Answer:
Let's solve each part of this problem step by step:
(a) Probability that exactly two of the selected bulbs are rated 75-W:
First, we need to calculate the probability of selecting two 75-W bulbs and one bulb of a different rating.

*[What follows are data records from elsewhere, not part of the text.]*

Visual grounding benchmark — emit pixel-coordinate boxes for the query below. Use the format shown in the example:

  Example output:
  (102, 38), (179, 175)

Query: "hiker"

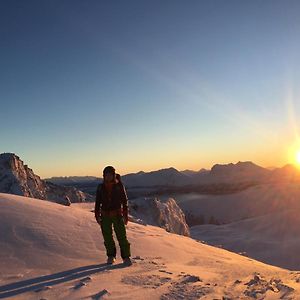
(95, 166), (131, 265)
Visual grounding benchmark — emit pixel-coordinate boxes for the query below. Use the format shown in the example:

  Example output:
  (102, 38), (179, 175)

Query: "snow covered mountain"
(0, 153), (92, 204)
(129, 198), (190, 236)
(122, 167), (191, 187)
(0, 194), (300, 300)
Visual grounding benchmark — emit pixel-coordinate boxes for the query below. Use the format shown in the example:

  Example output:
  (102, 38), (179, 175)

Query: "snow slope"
(0, 194), (300, 300)
(191, 209), (300, 270)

There are three ways to choose which bulb is not rated 75-W (either 540-W, 460-W, or 675-W), so we'll calculate the probability for each case and then sum them up.
Case 1: Two 75-W bulbs and one 540-W bulb:
Probability = (C(3, 2) * C(540, 2) * C(460, 1)) / C(1575, 3)

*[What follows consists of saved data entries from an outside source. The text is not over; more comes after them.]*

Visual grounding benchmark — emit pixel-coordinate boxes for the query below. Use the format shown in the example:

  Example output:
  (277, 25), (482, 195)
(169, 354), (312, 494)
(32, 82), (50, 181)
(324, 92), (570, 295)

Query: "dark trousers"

Case 2: Two 75-W bulbs and one 460-W bulb:
Probability = (C(3, 2) * C(540, 2) * C(675, 1)) / C(1575, 3)
Case 3: Two 75-W bulbs and one 675-W bulb:
Probability = (C(3, 2) * C(460, 2) * C(540, 1)) / C(1575, 3)
Now, calculate the probabilities for each case:
Case 1: (3 choose 2) * (540 choose 2) * (460 choose 1) / (1575 choose 3) ≈ 0.0592
Case 2: (3 choose 2) * (540 choose 2) * (675 choose 1) / (1575 choose 3) ≈ 0.0544
Case 3: (3 choose 2) * (460 choose 2) * (540 choose 1) / (1575 choose 3) ≈ 0.0343
Now, sum up these probabilities to get the overall probability:
Total probability = Case 1 + Case 2 + Case 3 ≈ 0.0592 + 0.0544 + 0.0343 ≈ 0.1480
(b) Probability that all three of the selected bulbs have the same rating:
There are three possibilities for this scenario: all three bulbs are 540-W, all three bulbs are 460-W, or all three bulbs are 675-W.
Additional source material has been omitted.